Computer literate people also know what to demand from big companies and governments. Data breaches at large or high profile organizations (ChoicePoint, AOL, LinkedIn, Living Social, and many others) have caused concerned citizens to seek recourse in the courts, through the creation of new laws and regulations, and as more discerning consumers. Computer literacy is the difference between, “Well, we I guess it’s just not possible to keep all that information secure” and “Security is hard, but storing passwords in plain text is obviously irresponsible!”

Much of the modern world revolves around technology. Not understanding the fundamental rules of how technology works is a serious liability to everyone. The notion that better societal understanding of computers might, someday, lead to worse privacy and security protection is ridiculous. Currently, the fact that so few people are even aware of privacy and security problems is an actual, serious liability. And it’s one that the learn to code movement could correct.

Sadowski misunderstands the movement again with his conclusion:

But a world where coding dictates the future is not inevitable. Instead of making people adapt to technologies — in the process leaving behind large swaths of society — technologies should adapt to our needs and values. As the media theorist Marshall McLuhan said, “There is absolutely no inevitability as long as there is a willingness to contemplate what is happening.” There’s still plenty of room for our contemplation — and deeper consideration — of how to advance our future without leaving anyone behind.

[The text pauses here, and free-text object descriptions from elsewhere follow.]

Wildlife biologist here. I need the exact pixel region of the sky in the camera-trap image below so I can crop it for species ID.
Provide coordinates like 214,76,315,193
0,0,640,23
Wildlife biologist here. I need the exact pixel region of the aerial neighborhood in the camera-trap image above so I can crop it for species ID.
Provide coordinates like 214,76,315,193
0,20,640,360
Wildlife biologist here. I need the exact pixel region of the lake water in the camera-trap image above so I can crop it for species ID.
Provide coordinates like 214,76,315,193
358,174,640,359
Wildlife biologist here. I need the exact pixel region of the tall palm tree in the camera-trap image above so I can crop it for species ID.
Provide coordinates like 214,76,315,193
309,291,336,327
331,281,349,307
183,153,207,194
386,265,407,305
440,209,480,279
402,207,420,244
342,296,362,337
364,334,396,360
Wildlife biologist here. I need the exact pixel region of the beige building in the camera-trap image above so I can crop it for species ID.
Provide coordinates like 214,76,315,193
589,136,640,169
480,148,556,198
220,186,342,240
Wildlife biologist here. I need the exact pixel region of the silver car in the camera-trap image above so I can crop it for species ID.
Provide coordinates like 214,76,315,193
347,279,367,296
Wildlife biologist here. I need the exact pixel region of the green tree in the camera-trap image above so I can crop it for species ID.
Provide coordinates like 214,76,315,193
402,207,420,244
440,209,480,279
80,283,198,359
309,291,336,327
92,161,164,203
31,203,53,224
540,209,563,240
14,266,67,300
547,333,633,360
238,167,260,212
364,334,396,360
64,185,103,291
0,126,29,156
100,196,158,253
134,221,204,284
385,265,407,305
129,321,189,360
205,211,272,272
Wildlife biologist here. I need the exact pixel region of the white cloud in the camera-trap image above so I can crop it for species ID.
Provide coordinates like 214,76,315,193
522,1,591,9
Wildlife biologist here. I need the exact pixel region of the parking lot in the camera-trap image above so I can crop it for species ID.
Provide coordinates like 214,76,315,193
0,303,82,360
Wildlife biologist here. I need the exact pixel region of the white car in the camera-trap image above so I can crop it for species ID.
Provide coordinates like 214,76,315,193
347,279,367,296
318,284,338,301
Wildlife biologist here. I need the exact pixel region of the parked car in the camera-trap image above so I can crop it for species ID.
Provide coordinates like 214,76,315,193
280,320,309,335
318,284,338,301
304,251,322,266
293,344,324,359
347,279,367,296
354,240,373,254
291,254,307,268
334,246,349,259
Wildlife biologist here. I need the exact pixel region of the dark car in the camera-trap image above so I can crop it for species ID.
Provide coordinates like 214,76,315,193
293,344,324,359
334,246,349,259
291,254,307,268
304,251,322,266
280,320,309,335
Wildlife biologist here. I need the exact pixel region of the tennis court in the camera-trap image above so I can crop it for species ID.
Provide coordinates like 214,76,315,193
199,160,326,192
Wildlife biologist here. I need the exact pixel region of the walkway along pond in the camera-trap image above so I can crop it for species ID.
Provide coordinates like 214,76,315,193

I completely agree that technology must adapt to the needs and values of society. Too many tech companies don’t get it. Technology alone isn’t enough; technology must be tied to something human for it to succeed. Steve Jobs probably said it best:

However, this does not mean that people don’t have to adapt to technology as well. They do. When technology transforms the way we communicate, people have to update the laws and regulations that govern what society accepts as acceptable communications practices. When technology transforms the way we work, play, learn, and entertain ourselves, people will have to adjust. The learn to code movement supports those trying to understand the nature of the changes that have taken place. I would argue the Marshall McLuhan quote Sadowski closes with speaks more strongly in favor of the learn to code movement than it does against it. How are people to contemplate what is happening if they aren’t afforded an opportunity to learn about it? There are fundamental principles that govern computer science. How can someone ponder the inevitability of technology if they don’t understand these principles? It seems to me that this is exactly the problem the learn to code movement is trying to solve.

  1. More information on petitions to get CS to count as a science is available on Venture Beat

  2. It doesn’t appear that Sadowski was citing that article for it’s concluding paragraph. 

  3. There is one thing here that Sadowski is partially right about here. Understanding computers means that you must be responsible for your actions with computers. I don’t view this as a bad thing, though apparently Sadowski does. Understanding how to drive a car means that you must be responsible for your actions on the road. It doesn’t mean that every accident you get into is your fault, but it does mean that whatever happens when you’re texting, drinking, or otherwise impaired when you’re driving is your fault. (Also, I’m not sure why Sadowski seems to fear autonomous vehicles. There’s every reason to believe that autonomous vehicles will eventually be safer for everyone than human-driven vehicles.)